Una estrella dorada más para Cameron…
- Heroína?- Foreman preguntó sorprendido.
- Eso creo, faltaría examinar lo que queda en las jeringas, pero es la principal droga relacionada. Solo debemos iniciar la antitoxina botulínica y la parálisis resolverá.- Cameron cubrió de nuevo el cuerpo de House y le colocó el cobertor.
- House ha caído muy bajo.- El tono reflexivo de Foreman no guardaba rencor alguno.
Y seguramente tú estarás muy contento ¿no?
- Qué le estaría pasando? Reflexionó Cameron.
- No hay disculpas. Lo conoces bien. Seguramente no le bastó la vicodina esta vez y quiso recurrir a algo más fuerte.-
Cameron no respondió. No quería aceptar la posibilidad de que House lo hubiese hecho no por necesidad, sino por gusto o curiosidad.
- Voy a llamar ahora mismo al Centro de Control de Enfermedades en Atlanta, para que nos envíen ahora mismo la antitoxina. – Foreman caminó hacia la puerta y abandonó la habitación.
Allison observó el rostro inmóvil de House, queriendo escrutar en sus facciones la verdad que siempre la obsesionaba.
- ¿Quisiste probar qué se sentía?– Habló en voz alta, animada por el hecho de que él, no le iba a responder. Eso hacía las cosas más fáciles.

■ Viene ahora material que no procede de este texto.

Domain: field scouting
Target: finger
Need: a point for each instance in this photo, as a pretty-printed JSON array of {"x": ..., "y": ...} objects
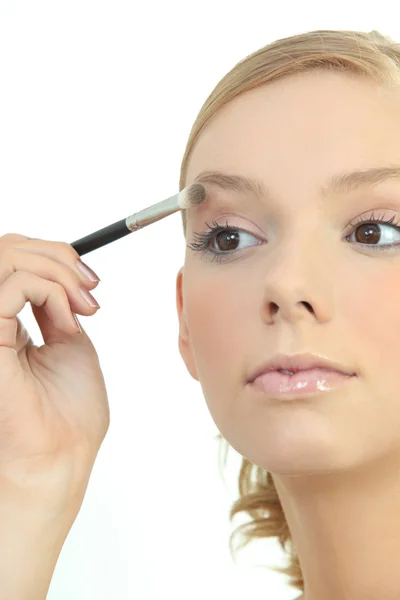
[
  {"x": 15, "y": 258},
  {"x": 56, "y": 319},
  {"x": 59, "y": 251}
]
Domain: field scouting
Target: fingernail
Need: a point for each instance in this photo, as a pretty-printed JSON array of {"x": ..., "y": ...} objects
[{"x": 87, "y": 271}]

No es mi culpa…Wilson me dejó sin pastillas…nadie más podía darme una prescripción, y ustedes no estaban…
- Pensé que después de todo ese lío de la navidad pasada ibas a reconsiderar lo de tu adicción a la vicodina. Ya ves, sigo siendo la misma tonta que piensa que la gente puede cambiar.- Cameron sonrió tristemente. – Pero eso no importa ahora. Lo importante es que ya tenemos diagnóstico y se debe comenzar cuanto antes la medicación. Vas a estar a salvo, ya verás.- Ella le pasó la mano suavemente por la frente.
House pudo sentir el roce en su piel. Quiso ponerse en pie, explicar lo que había ocurrido, talvez tratar de justificarse tontamente, pero no podía. Se sintió frustrado y furioso. Escuchó los pasos de Cameron que se alejaba de la cama y que salía de la habitación. Pensó que nada había cambiado, seguía vivo y solo.